Recently I started knocking 100 images. https://qiita.com/yoyoyo_/items/2ef53f47f87dcf5d1e14
Recently, I was a little interested in image processing and wanted to use numpy well, so I am very grateful for this collection of problems, but I am dissatisfied with the answer examples of Q.9. Gaussian filter and Q.10. Median filter. There was (I don't want to use the for statement in python!), So I wrote a process that uses numpy as much as possible and compared the speed.
The code I wrote this time:
def gaussian_filter(_img, filter_matrix):
# assume that fY and fX is odd number
(fY, fX) = filter_matrix.shape
mY = (fY - 1) // 2
mX = (fX - 1) // 2
(Y, X, C) = _img.shape
img = np.zeros((Y + mY*2, X + mX*2, C))
img[mY:Y+mY, mX:X+mX, :] = _img
out_img = np.zeros_like(_img, np.float32)
for dy in range (fY):
for dx in range(fX):
out_img += filter_matrix[dy][dx] * img[dy:Y+dy, dx:X+dx, :]

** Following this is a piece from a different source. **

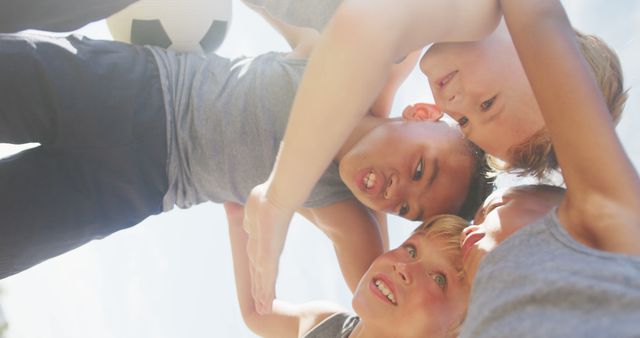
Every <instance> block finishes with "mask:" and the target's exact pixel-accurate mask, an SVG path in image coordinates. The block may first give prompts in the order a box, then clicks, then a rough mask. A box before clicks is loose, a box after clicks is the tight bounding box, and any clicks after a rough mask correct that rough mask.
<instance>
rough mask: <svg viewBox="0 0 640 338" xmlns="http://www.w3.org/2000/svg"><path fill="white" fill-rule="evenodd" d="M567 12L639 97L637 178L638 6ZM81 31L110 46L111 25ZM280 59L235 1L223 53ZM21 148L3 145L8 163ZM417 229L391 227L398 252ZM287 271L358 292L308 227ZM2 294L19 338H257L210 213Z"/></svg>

return out_img.astype(np.uint8)
By turning y, x of filter_matrix
with for instead of y, x of the image, the addition in the image can use for of numpy.
Speed comparison
We called gaussian_filter 100 times and compared how many seconds it took. Since the time
command is used, the time for one image load is included, but I don't think it will affect many people.
Method | time |
---|---|
This code | 0.72 |
Model answer | 50.60 |
Isn't it overwhelming? Our army is ~ ~ ~ Q10. Regarding the median filter, I think that it can be speeded up by creating an image (?) Of H * W * (filter_size) and then doing np.median (axis = 2) on that image. .. ~~ It's done.

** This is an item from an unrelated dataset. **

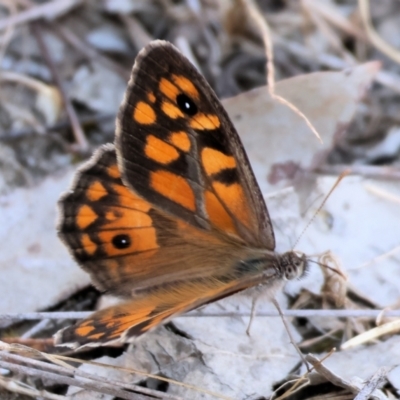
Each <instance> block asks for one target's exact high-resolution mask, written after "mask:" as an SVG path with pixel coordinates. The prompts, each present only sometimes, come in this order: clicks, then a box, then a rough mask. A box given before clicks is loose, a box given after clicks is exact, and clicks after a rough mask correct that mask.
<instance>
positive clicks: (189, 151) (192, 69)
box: [116, 41, 275, 250]
mask: <svg viewBox="0 0 400 400" xmlns="http://www.w3.org/2000/svg"><path fill="white" fill-rule="evenodd" d="M116 147H117V155H118V158H119V163H120V167H121V170H122V173H123V180H124V182H125V183H126V184H127V185H128V186H129V187H130V188H131V189H132V190H134V191H135V192H136V193H138V194H139V195H140V196H142V197H143V198H144V199H146V200H147V201H149V202H150V203H152V204H154V205H156V207H158V208H160V209H162V210H164V211H166V212H168V213H169V214H172V215H173V216H174V217H176V218H179V219H182V220H184V221H187V222H189V223H190V224H192V225H193V226H195V227H198V228H200V229H211V228H214V229H217V230H219V231H221V232H223V233H225V234H227V235H230V236H233V237H237V238H239V239H240V240H241V241H242V242H243V243H244V244H247V245H249V246H254V247H258V248H267V249H270V250H273V248H274V245H275V242H274V235H273V231H272V227H271V225H270V220H269V217H268V213H267V210H266V207H265V203H264V201H263V198H262V195H261V192H260V189H259V187H258V185H257V183H256V181H255V178H254V174H253V172H252V170H251V167H250V164H249V162H248V159H247V156H246V154H245V152H244V150H243V146H242V144H241V142H240V139H239V137H238V135H237V133H236V131H235V129H234V127H233V125H232V123H231V121H230V120H229V117H228V116H227V114H226V112H225V110H224V109H223V107H222V106H221V104H220V103H219V101H218V99H217V97H216V95H215V93H214V92H213V91H212V89H211V88H210V86H209V85H208V83H207V82H206V81H205V79H204V78H203V77H202V76H201V75H200V74H199V73H198V72H197V70H196V69H195V68H194V67H193V66H192V65H191V64H190V62H189V61H188V60H187V59H186V58H185V57H184V56H183V55H182V54H181V53H180V52H179V51H178V50H177V49H176V48H175V47H173V46H172V45H171V44H169V43H166V42H162V41H156V42H153V43H152V44H150V45H149V46H147V47H146V48H145V49H144V50H142V52H141V53H140V54H139V56H138V57H137V59H136V62H135V66H134V68H133V72H132V77H131V80H130V82H129V85H128V90H127V92H126V95H125V99H124V102H123V103H122V105H121V108H120V113H119V118H118V121H117V136H116Z"/></svg>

def median_filter(_img, filter_size):
# assume that filter_size is odd
half_size = (filter_size - 1) // 2
(Y, X, C) = _img.shape
img = np.zeros((Y + half_size*2, X + half_size*2, C))
img[half_size:Y+half_size, half_size:X+half_size, :] = _img
out_img = np.zeros_like(_img)
for c in range(C):
big_ch_img = np.zeros((Y, X, filter_size**2))

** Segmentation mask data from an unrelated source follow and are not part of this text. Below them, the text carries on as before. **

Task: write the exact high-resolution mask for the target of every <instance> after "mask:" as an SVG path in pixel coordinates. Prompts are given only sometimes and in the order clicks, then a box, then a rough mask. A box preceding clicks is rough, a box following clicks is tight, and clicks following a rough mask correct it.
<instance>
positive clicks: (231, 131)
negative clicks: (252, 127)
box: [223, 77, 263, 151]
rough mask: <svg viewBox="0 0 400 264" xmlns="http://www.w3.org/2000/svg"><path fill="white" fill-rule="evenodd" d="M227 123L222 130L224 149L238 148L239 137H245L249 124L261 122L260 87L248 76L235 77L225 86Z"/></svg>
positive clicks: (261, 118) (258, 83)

for fy in range(filter_size):
for fx in range(filter_size):
ch = fy * filter_size + fx
big_ch_img[:,:,ch] = img[fy:fy+Y, fx:fx+X,c]
out_img[:,:,c] = np.median(big_ch_img, axis=2)
return out_img
The measurement time was 1.71 seconds vs 302.98 seconds.
By the way, I haven't come up with a way to avoid using the for statement for Pooling, so please let me know if anyone knows.